The spirit known as Ghost hasn’t rocked us with a new opus in five years now – but head shaman Masaki Batoh has stayed busy, in a duo with Helena Espvall (their two albums are underrated psychedelic trips, people! By which I mean we have lots of nice copies here for you) and now, in a dream project where he demonstrates how to extract music directly from a human brain! Batoh’s background in medicine (Chinese medicine, you western dogs – he studies and practices acupuncture by day) has led him to wonder about the exploration of brain waves and the positive effects this might have on the brains of nervous and depressed types. That includes you, bucko – and so you might be interested in the Brain Pulse Music Machine we’re now selling. Batoh developed this as a musical way to interface with brain waves, attenuate and understand them – and then weave them, theremin-like, into your new millennial “Good Vibrations” and top the charts! We’re joking here – nobody’s gonna write another “Good Vibrations” – and the charts! I could top them with my Sphincter Pulse Music Machine, provided we release the record on an off week. Anyway, long story short, Batoh took his new inventions into the recording studios to make an album of this exploratory music – but as fate would have it, Japan was struck with the infamous Great East Earthquake while brain tracks were being laid down. In the aftermath, Batoh rethought his plan and decided that he needed to make music to heal people on a mass level, rather than one brain at a time. When the smoke had cleared, he returned to record some traditional Japanese healing jams. Brain Pulse Music juxtaposes the two radically diverse musics in a way that is very soothing, healing but also challenging to the brain. All good things – and a sign of more diversity to come in the name of Drag City and all the freaks we love to hear make music! Truly, they are shining lights of the past and the future and ALL TIME, amen.

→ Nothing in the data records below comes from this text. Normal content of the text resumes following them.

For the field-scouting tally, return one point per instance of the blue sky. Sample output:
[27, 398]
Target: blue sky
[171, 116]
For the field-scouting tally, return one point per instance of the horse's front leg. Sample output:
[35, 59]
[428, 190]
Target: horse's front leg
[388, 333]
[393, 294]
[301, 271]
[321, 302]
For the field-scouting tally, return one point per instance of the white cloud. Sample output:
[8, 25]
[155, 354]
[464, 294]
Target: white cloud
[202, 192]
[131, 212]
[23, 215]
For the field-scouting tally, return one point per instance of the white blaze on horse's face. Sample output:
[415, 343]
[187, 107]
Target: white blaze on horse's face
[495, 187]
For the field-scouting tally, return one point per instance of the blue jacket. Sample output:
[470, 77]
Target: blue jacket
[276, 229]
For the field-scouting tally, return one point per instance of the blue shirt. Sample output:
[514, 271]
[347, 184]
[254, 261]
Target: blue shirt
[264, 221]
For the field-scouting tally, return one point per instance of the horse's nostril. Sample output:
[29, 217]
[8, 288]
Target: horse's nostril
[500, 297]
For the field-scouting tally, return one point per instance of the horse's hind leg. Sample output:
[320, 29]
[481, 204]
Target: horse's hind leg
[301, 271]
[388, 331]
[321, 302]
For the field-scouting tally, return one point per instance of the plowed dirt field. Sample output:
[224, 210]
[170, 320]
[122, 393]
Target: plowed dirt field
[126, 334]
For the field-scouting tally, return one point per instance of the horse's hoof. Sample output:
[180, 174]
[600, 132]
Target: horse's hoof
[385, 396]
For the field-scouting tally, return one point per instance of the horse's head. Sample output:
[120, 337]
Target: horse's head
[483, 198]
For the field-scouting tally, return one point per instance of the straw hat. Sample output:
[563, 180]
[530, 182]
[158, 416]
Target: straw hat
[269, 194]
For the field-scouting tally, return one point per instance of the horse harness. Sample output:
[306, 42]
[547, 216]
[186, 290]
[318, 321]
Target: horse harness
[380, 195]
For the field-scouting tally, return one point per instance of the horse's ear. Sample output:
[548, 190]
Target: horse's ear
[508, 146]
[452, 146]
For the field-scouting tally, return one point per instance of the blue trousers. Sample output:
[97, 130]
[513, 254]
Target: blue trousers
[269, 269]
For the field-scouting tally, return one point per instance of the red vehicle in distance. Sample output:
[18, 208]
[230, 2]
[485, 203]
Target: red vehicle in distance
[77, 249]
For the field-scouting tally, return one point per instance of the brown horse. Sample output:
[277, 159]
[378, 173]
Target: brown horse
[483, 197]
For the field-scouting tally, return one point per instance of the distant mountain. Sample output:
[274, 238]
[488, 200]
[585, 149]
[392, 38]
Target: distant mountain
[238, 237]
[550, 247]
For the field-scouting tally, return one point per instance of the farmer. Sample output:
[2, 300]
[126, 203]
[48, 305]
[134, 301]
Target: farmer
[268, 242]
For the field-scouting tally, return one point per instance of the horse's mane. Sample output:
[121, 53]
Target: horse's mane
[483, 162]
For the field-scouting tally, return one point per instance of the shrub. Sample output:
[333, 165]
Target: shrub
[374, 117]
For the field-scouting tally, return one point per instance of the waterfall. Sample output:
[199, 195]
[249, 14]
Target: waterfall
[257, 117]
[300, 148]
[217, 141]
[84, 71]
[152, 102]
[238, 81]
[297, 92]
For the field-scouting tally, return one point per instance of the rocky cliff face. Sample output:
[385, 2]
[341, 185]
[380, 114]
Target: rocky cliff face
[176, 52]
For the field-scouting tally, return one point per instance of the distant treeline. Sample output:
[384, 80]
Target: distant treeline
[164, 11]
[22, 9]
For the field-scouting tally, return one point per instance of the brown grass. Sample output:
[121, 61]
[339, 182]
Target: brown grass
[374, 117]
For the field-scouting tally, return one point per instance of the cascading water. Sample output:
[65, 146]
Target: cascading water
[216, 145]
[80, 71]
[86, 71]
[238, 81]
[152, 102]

Get out your magical 3-D opera glasses, because May is coming into view, and you should be the first to know of the powers and glories issuing from our portals in that month on the designated day of May 22nd. You thought that the Ty Segall & White Fence rocked ya? Well get a load of Dope Body in you, then see what you say. They are a rock band and their record Natural History is a physical experience for sure, I tell you what. Also in May is a new slab of unarchived sounds from Father Yod and the Source Family! The focus for The Thought Adjusters was to meet the energies of 2012 full on, with heavy jams featuring all the family and Father at the forefront, preaching and teaching. This means several side-long monster-jams that are guaranteed to bring you into the rhythm of the earth dance. Finally, we’ll be returning to bookshelves in May with The Lowbrow Reader Reader, an anthology collection of the long-running indie comedy zine’s great pieces. Featuring interviews with Muhammed Ali, The White Stripes, Jackie Mason, Ol’ Dirty Bastard and essays and stories from Lowbrow Reader editor Jay Ruttenberg as well as luminaries including Lee Hazlewood, Gilbert Rogin and your friend and mine, Neil Michael Hagerty. May be awesome! Live at least until then, would you?


…we’re only here for a little while, so why not live life the best way we know how – in the company of friends and strangers as music pours into our ears, damaging their ability to hear for short- and long-term periods of time? Even if you can’t hear new music when you’re 80, you won’t need to! The memories of the music you heard before you lost your hearing will be enough for you. And even if you can’t remember, the music will float unbidden through your mind, a sweet reminder of…something, you can’t remember what. Trust us, we just just turned 80, seems like, and it’s not nearly as bad as they say.

As long as we still love music and people and the life of our minds, it doesn’t matter when we go. Good riddance anyway! Goodbye to earth and all the idiotic madness.